I remember making notes for a recipe I cooked in a local home in Chennai a few years back. Hand written notes that frankly without measurements always made me wonder if I would ever get the recipe right! The recipe was narrated to me by Rashida Rehman. At the age of 68 she still cooked regularly for the family with as much love and enthusiasm when she started her job with them 18years ago. She never used any books and didn’t measure a thing. It was essentially dishes she inherited from her family. Instinctive cooking which yielded some of the most delicious curries I have ever tried. Asking her for quantities in that sense made me feel like I was committing the cardinal sin of precision! I took notes and just watched how she rustled up FIVE dishes while sat on a little stool chatting away, chopping, frying and simmering the dishes.
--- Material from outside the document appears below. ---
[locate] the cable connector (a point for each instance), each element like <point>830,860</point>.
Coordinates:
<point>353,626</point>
She didn’t speak fluent Hindi so the family helped translate some of the methods and also anything I wanted to find out about. The meal itself was fairly simple yet had such a variety to it. On the side of the hob in a smaller pan she had a rich gravy simmering for a while, something that seemed like a rich tomato gravy. She said it was going to have eggs. For me anything with eggs and spices is a winner although it wasn’t a something I had tried before and was intrigued to find out more. Muttai Thokku (muttai meaning eggs) is made with a base of tomato rich gravy. The balance of tomato with a pinch of sugar and chilli powder is what really makes this dish a stellar addition to any meal. The gravy must be slow cooked and even though it takes some time the ingredients are fairly basic. Don’t be alarmed by the quantity of onion and tomato, it’s what gives the curry a thick luscious gravy that is perfect when mopped up with paratha. Needless to say Rashida’s meal was a feast for the eyes and the belly.
Muttai Thokku is simple to make at home although I do recommend eating it with flaky paratha or dosa.
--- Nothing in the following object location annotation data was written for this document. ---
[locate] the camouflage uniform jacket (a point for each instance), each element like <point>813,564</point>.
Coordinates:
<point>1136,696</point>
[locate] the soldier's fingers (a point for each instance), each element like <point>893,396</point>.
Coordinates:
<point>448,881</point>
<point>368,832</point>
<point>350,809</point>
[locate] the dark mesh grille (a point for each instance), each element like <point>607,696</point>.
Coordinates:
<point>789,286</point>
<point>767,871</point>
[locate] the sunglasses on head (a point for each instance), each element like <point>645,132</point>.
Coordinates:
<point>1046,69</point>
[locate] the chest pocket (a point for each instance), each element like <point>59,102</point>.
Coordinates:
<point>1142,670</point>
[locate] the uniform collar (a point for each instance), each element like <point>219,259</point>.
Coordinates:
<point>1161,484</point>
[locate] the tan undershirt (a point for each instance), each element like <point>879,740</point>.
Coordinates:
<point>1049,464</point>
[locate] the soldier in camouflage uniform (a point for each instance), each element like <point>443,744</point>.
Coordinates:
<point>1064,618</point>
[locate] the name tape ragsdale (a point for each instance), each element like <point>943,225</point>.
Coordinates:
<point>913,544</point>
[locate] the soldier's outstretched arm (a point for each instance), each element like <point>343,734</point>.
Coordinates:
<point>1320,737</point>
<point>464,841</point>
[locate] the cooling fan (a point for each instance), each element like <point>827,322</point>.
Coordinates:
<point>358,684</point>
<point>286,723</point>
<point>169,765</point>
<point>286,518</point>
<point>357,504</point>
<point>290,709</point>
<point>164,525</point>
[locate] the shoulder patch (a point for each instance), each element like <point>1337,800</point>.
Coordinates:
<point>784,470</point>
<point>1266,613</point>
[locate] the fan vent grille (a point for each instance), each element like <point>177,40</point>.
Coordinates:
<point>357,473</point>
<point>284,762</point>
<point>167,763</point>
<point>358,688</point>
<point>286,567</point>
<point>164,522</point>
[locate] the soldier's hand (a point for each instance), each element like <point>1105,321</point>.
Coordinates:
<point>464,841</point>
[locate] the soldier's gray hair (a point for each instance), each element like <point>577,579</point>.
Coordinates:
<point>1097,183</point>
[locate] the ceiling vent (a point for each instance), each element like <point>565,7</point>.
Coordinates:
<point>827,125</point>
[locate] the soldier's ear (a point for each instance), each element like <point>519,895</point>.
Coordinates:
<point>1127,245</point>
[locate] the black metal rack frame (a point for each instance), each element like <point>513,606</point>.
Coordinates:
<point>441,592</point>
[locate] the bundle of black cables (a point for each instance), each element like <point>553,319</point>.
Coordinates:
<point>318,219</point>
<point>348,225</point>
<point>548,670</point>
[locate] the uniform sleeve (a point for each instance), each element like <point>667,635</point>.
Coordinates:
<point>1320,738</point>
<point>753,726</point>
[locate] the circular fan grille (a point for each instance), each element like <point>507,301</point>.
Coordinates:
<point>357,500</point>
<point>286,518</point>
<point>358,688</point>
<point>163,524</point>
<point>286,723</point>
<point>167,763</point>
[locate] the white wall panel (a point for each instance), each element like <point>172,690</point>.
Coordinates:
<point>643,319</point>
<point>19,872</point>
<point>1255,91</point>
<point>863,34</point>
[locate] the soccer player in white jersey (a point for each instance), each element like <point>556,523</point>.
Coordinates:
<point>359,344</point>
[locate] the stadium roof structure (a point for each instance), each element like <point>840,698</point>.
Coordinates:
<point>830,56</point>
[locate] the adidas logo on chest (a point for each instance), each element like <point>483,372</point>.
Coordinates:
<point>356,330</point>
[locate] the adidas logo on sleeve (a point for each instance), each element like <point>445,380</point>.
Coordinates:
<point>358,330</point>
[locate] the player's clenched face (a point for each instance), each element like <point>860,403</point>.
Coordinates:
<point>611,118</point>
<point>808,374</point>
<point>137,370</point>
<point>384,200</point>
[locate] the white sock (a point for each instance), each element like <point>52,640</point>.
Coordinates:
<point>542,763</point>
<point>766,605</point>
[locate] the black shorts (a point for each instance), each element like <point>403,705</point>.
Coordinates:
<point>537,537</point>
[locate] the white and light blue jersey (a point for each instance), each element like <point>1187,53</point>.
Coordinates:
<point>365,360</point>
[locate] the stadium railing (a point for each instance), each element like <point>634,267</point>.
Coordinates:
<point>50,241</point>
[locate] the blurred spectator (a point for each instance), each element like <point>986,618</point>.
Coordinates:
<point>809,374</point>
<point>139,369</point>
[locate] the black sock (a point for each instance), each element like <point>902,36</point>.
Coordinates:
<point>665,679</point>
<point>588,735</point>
Heat the oil in a heavy bottom sauce pan over medium heat. Add the dried chillies and half the curry leaves. Let them splutter for a few minutes and add the onions. Fry over a medium flame for 25-30 minutes and stir well making sure they don’t stick to the bottom of the pan.
Add the garlic paste and fry well for 1 minute. Add the tomatoes and continue to cook for 10 minutes. They will begin to soften and go slightly mushy. Add the sugar along with the tomato puree and stir well frying for 2 minutes.
Add the powdered spices and fry for 2 minutes. Now add the water and bring to a boil, simmer for 25 minutes stirring half way through the cooking process. Season to taste and add the eggs. Continue to simmer for 5 minutes. Garnish with coriander and remaining curry leaves and serve with paratha or rice.